President Trump faced a difficult choice in the wake of Iran’s downing of an American drone over the Strait of Hormuz last week. Eventually, after ordering an attack, Trump decided against it, because the 150 estimated civilian casualties would have represented a disproportionate response to destroying an unmanned drone. But yesterday we found out he did pull the trigger on a different kind of response, and the United States launched a cyber attack against the Iranian Revolutionary Guard Corps, disabling some weapon systems.
Although the concept and capability of cyber warfare has existed since at least the 1980s, it is still in a very nascent, although dangerous stage. High-ranking military officials I have spoken to consider the cyber threat to the United States to be the greatest we face from foreign adversaries. Before looking at Trump’s action, and why it was a good move, it’s good to understand the current state of cyber warfare.
There are basically two types of cyber attacks that nations or non-state actors can employ. One is informational; the other degrades actual capabilities of computer networks. For obvious reasons involving Russia’s attempt to influence the 2016 election, the media in the United States has been focused on the informational side. This can include anything from social media election interference, as we saw from the Internet Research Agency, to spying through classified computer systems.
Informational cyber attacks can go on for long periods of time undetected. They are also very cheap to set up and operate. The United States is extremely vulnerable to these kinds of attacks precisely because our society is so free, while our adversaries can simply shut down websites, or the Internet. Thus the United States is struggling, along with social media companies themselves, to combat this growing threat.
The far more serious threat lies in attacks that degrade actual computing and network capabilities. The Pentagon’s top concern in this area is referred to as a cyber Pearl Harbor. This would look something like a foreign power shutting down the electrical grids in major U.S. cities. Such an attack could kill thousands of Americans very quickly. In fact, the military has studied the impact of Hurricane Maria in Puerto Rico as a model of what might happen if we suffered such an attack.
A cyber Pearl Harbor which leveled that kind of death and destruction would almost certainly be viewed as an outright act of war that must be met with a conventional warfare response. However, smaller-scale degrading cyber attacks, such as the one Trump ordered, exist on a murkier spectrum of destruction and response. It is not clear exactly what level of degradation of computing capabilities would cross the line that calls for a conventional response. This is exactly why it was the right move for Trump.
This is likely not the first time the United States has used a destructive cyber attack against Iran.

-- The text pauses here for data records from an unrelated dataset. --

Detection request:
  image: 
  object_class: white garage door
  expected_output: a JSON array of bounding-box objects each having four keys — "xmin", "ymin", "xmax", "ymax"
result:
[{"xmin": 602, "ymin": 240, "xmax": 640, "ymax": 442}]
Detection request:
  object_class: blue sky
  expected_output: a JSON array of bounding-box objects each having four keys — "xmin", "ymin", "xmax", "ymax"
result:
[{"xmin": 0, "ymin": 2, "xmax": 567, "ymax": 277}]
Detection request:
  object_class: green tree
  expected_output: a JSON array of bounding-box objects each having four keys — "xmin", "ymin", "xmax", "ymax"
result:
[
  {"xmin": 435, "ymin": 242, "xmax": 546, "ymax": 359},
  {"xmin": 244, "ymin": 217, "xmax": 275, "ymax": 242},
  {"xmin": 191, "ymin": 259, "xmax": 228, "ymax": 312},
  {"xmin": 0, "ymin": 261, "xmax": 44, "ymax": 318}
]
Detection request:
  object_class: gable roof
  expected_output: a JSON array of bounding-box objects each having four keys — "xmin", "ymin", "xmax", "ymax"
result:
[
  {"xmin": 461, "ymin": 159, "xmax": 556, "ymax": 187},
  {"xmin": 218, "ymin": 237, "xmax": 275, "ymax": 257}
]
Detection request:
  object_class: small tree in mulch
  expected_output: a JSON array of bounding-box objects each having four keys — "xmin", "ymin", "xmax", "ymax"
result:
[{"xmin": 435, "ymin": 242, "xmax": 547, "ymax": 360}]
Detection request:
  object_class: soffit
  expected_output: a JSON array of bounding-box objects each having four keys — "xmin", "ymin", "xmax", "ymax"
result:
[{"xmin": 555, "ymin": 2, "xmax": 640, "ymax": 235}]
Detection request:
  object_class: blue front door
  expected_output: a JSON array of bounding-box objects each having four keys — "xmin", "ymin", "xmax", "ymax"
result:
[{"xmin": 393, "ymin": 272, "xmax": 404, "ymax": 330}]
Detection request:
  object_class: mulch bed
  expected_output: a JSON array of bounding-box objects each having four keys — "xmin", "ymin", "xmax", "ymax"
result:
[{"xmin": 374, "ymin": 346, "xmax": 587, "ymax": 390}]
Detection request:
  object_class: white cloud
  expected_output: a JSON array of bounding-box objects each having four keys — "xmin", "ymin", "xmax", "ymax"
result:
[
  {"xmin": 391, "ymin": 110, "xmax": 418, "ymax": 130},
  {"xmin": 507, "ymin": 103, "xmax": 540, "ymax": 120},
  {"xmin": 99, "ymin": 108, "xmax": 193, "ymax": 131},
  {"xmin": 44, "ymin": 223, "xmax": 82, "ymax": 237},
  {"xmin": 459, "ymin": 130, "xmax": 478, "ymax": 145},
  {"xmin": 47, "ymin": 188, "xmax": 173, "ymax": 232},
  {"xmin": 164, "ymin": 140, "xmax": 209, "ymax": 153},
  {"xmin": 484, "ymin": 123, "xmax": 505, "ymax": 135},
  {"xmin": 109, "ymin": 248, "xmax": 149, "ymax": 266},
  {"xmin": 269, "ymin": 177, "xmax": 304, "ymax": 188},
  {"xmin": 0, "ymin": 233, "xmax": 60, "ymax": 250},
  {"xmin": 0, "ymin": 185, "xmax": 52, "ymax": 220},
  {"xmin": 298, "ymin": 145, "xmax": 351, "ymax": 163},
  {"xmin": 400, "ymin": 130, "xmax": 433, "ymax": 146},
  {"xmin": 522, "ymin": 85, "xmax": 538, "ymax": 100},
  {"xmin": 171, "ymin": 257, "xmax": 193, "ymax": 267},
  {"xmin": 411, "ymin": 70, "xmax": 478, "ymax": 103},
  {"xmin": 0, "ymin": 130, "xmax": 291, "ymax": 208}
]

In 2010 the Stuxnet virus wreaked havoc on the Iranian nuclear program. It is widely believed that this virus was created and employed by the United States and Israel. The difference now is that the United States is actually taking credit for this most recent cyber attack. That is a far bolder move than it appears to be on its face, for a few reasons.
First, unlike informational attacks, destructive cyber attacks are a one-and-done enterprise. This is because once the attack happens, the enemy knows it happened and can quickly reverse-engineer the attack. Not only does this protect the enemy from future attacks involving similar software, it can also improve their cyber capabilities, in a sense that after you shoot them, they get to keep the bullet and try to use it on you.
But perhaps more importantly, by taking credit for the attack, the United States is sending a clear message to Iran that it has a powerful cyber arsenal and is not afraid to use it. In fact, America might be able to inflict a cyber Pearl Harbor on Iran. Without dropping a single bomb, it may be able to unleash enormous death and destruction across wide swaths of Iranian territory. This was a very serious cyber shot across Iran’s bow that still leaves in play the eventual option of conventional attack.
Many observers seem to think that President Trump backed down by not bombing a few military installations in Iran. But this cyber attack is in many ways more insidious and dangerous for the Iranian regime. By signing our name to it, the United States is sending a clear message that it is willing and able to use this newest weapon of war, to dramatic effect.
The future of warfare is now and the Pentagon knows it. How Iran responds will determine if greater cyber attacks might be employed. This was the right attack, it is the right threat to emphasize, and it is the dawn of a new kind of war that will shape the course of international relations.